Letter to the Editor: Prevalence and Antibiotic Resistance of Neonatal Sepsis Pathogens


Anirban Mandal 1 , * , Puneet Kaur Sahi 2

1 Department of Pediatrics, Sitaram Bhartia Institute of Science and Research, New Delhi, India

2 Department of Pediatrics, Kalawati Saran Children’s Hospital, New Delhi, India

How to Cite: Mandal A, Kaur Sahi P. Letter to the Editor: Prevalence and Antibiotic Resistance of Neonatal Sepsis Pathogens, Arch Pediatr Infect Dis. 2016 4(4): e40578. doi: 10.5812/pedinfect.40578.


Archives of Pediatric Infectious Diseases: 4 (4); e40578
Published Online: August 3, 2016
Article Type: Letter
Received: July 3, 2016
Accepted: July 5, 2016

Dear Editor,

We read with great interest the original article by Behmadi et al. (1) in the most recent issue of your journal. We would like to commend the authors for their endeavor but at the same time feel that few necessary clarifications and comments would benefit the general readers of the journal:

1) The abstract mentions that “the aim of this study was to determine the prevalence and evaluate the antimicrobial susceptibility patterns of bacterial infections at a neonatal unit,” but the main text states that the objective was “to determine the frequency and antibiotic resistance of pathogens at the neonatal intensive-care unit (NICU) and neonatal ward of our hospital.” The study, being “cross-sectional” in design, is able to give prevalence but not frequency or incidence (2). Furthermore, the pathogens associated with neonatal sepsis include viruses and parasites, in addition to bacteria (3).

2) The authors mention the total number of culture (blood, urine and cerebrospinal fluid (CSF)) samples and their positivity rates, but not the total number of newborns being assessed (sample size). Therefore, the percentage of newborns who ultimately have culture (blood, urine or CSF)-positive sepsis indicative of prevalence of bacterial infection, which is one of the study’s primary objectives, can never be ascertained.

3) The authors do not provide a definition for terms such as “late-onset sepsis” and “clinical findings suggesting urinary tract infection (UTI).” Different epidemiological studies have used cut-offs ranging from 3 to 7 days to define late-onset sepsis, depending on the gestational age and birth weight of the newborn (4). Also, there are no clinical findings that specifically suggest UTI in a newborn.

4) The methodology does not state how the urine sample for bacterial culture was collected. It should ideally be collected by suprapubic aspiration (5); other methods are associated with high chances of contamination.

5) The authors also do not mention whether hospital-acquired infections were included in the late-onset sepsis group.
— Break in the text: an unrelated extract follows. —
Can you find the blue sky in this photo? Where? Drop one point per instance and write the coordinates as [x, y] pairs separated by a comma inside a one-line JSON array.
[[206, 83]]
The causative organisms and the antibiotic sensitivity pattern are expected to vary considerably depending on whether the source of infection is the community or a heath care facility (5). Hospital-acquired pathogens could also explain the high prevalence of antibiotic resistance in the isolated organisms.

6) The finding that coagulase-negative staphylococcus (CONS) was the commonest organism in both early- and late-onset sepsis should be viewed with caution in light of the great controversy about the criteria for defining CONS sepsis in newborns (6). These criteria have often resulted in CONS being overrepresented as a true pathogen in neonatal sepsis (7). In an attempt to decrease false-positivity rates, various investigators have proposed different diagnostic algorithms based upon quantitative culture and colony count, presence of an indwelling central venous catheter (8) or time to positivity of blood culture (9).